Сережу приютила бабка Антоновна. Никого не осталось у пятилетнего мальчика. Отец где-то на фронте, а мать... она лежит в могиле за кладбищенской оградой. Священник не разрешил хоронить самоубийцу на кладбище. От родного дома остались только зола и обожженная, черная от копоти кирпичная труба. Выполнил свою угрозу проклятый полицай. Недели через две пришли в село партизаны. Часть полицаев перебили, часть разбежалась, а Федора Огрызкова взяли живым. Партизанский суд был короток и беспощаден. Посмотреть, как будут казнить предателя и мучителя, пришли все – от мала до велика. И Сережа тоже пришел вместе с сердобольной бабкой Антоновной.
Когда на шею предателя накинули петлю, бабка быстро перекрестилась:
– Господи всемилостивый, отпусти злодею грехи его тяжкие.
А Сереже она сказала:
– Отвернись.

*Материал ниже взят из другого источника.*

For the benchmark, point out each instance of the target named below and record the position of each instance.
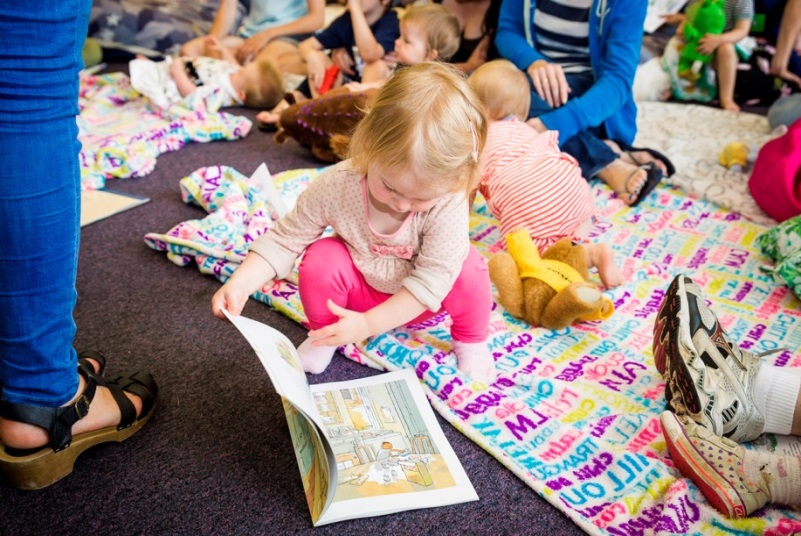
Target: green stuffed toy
(704, 17)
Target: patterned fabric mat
(122, 134)
(573, 413)
(692, 136)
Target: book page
(312, 450)
(390, 452)
(280, 359)
(312, 457)
(657, 8)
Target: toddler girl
(399, 208)
(528, 182)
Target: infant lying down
(527, 181)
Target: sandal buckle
(82, 407)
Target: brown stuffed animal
(313, 122)
(550, 291)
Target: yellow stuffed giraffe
(551, 291)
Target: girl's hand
(549, 82)
(230, 297)
(709, 43)
(342, 60)
(351, 327)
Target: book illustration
(364, 447)
(381, 444)
(312, 461)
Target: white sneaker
(708, 377)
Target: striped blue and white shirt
(562, 28)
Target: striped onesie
(529, 183)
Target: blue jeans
(40, 56)
(587, 146)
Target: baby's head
(503, 89)
(428, 32)
(262, 85)
(425, 129)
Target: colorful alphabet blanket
(574, 413)
(122, 133)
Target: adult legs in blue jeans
(40, 56)
(597, 156)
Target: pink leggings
(327, 271)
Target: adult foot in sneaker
(708, 377)
(716, 465)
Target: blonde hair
(266, 89)
(427, 122)
(439, 25)
(503, 88)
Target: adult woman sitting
(581, 56)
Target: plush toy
(550, 291)
(312, 123)
(706, 17)
(735, 156)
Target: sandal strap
(83, 361)
(140, 384)
(57, 421)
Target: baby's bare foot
(625, 179)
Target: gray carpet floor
(216, 457)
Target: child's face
(399, 194)
(411, 47)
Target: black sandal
(31, 469)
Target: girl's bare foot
(625, 179)
(729, 105)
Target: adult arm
(622, 34)
(510, 39)
(369, 48)
(225, 18)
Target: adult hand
(351, 327)
(252, 45)
(342, 59)
(709, 43)
(549, 82)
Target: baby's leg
(469, 304)
(327, 272)
(602, 257)
(726, 67)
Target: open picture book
(365, 447)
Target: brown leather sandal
(31, 469)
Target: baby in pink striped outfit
(527, 181)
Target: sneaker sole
(717, 489)
(680, 391)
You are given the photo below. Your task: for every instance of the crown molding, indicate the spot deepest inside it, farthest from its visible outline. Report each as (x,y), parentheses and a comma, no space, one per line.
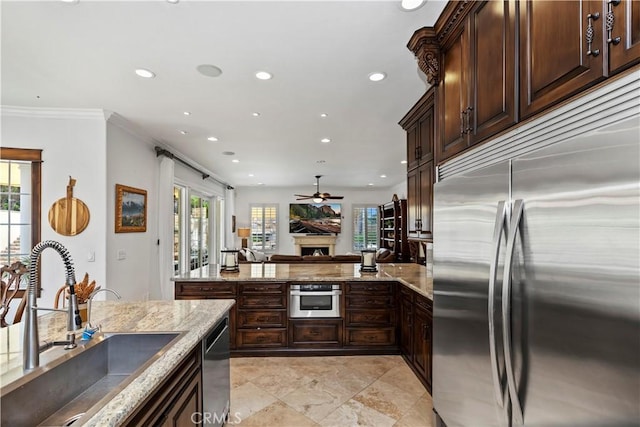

Нехорошо маленькому смотреть на такое.
Сережа не отвернулся, не опустил глаза. Смотрел, не отрываясь, не мигая, и ни одна жилка не дрогнула на его лице. Бабка ужаснулась, запричитала:
– Боже, боже, что они сделали с ребенком! Окаменело твое сердце, маленький. Вижу – окаменело. А в глазах ни страха, ни боли, ни жалости, ни слезинки. Одно угрюмство. Как же ты такой дальше жить будешь?
Она многое видела в своей жизни, бабка Антоновна, многое понимала, а того не увидела и не поняла, какая нестерпимая боль терзает сердце этого мальчугана, как обливается оно кровью, это маленькое, баззащитное сердечко. И того не поняла бабка, что уже никто никогда не увидит слез в этих глазах. Любую самую злую муку, которую только уготовила ему судьба, перетерпит Сережа Бражников, но плакать он уже не будет, ни по-ребячески, ни по-мужски – никак.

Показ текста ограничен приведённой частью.